The study works by randomly allocating volunteers either a ChAdOx1 nCoV-19 vaccine, or a licensed meningitis vaccine, to be used as a control for comparison.

Statisticians will compare the number of infections in the control group, with the number of infections in the vaccinated group.

Therefore, it is necessary for a small number of study participants to develop Covid-19.

How quickly researchers reach the numbers required depends on the levels of virus transmission in the community.

If transmission remains high, enough data may be available in a couple of months but if transmission levels drop, this could take up to six months.

When will a vaccine be available to the public?

Scientists forecast that the first vaccine could have a positive phase 3 trial result by next month at the earliest, or mid-2021 at the latest.

AstraZeneca has already had to pause trials twice after participants fell seriously ill. Although the trials have resumed in the UK, they remain on hold in the US. When the trial restarted in the UK in September,

AstraZeneca said it was on track to submit its vaccine for regulatory approval before 2021. As many as 18,000 people in the UK, US, South Africa and Brazil have received its AZD1222 vaccine in trials so far.

Analysts estimate that a successful vaccine could be approved by a regulator within a month of showing positive phase 3 trial results. However, it would take another six months before the vaccine could be made available for wider public campaigns, as full data would need to be collected and analysed first.

This is 12-18 months after the coronavirus, officially known as Sars-CoV-2, first emerged - however, there are no guarantees.

The vaccine ChAdOx1 nCoV-19 is made from ChAdOx1, a weakened version of a common cold virus (adenovirus) that causes infections in chimpanzees.

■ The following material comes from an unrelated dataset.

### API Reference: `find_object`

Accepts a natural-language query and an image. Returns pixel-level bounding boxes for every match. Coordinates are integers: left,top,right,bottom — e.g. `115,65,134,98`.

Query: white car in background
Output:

It has been genetically changed so it is impossible for it to grow in humans.

Researchers hope their version will make the body recognise and develop an immune response to the spike protein – recognisable in images of the virus – that will help stop Covid-19 from entering human cells and therefore prevent infection.

Watch: Coronavirus - How worried should we be about mutations?

What has the UK government said about a coronavirus vaccine?

The UK has pre-bought six different vaccines - including AstraZeneca’s vaccine, which has been pre-ordered around the world.

Mr Sharma has said he is "proud" of the work taking place at Oxford University.

Patrick Vallance, the UK government’s chief scientific adviser said this week that a few doses of an effective coronavirus vaccine may be available for use before the end of the year.

There is good progress being made,” he said. “Many vaccines now have shown they generate an immune response of a type that ought to be protective, and several vaccines are in very late stage clinical testing, aiming to show that they are both effective and safe.

“We don’t yet know that they will work. But there is increasing evidence that it’s pointed in the right direction.

“It’s possible that some vaccine could be available before the end of the year in small amounts for certain groups, [but] much more likely that we’ll see vaccines becoming available over the first half of next year. Again not certain, but pointed in the right direction, which then of course gives the possibility of a different approach to this virus.”

The Financial Times reported this week that London is to host the world’s first Covid-19 human challenge trials. Healthy volunteers will be deliberately infected with Covid-19 to test the effectiveness of experimental vaccines in UK government-funded trials beginning in January at a secure east London location.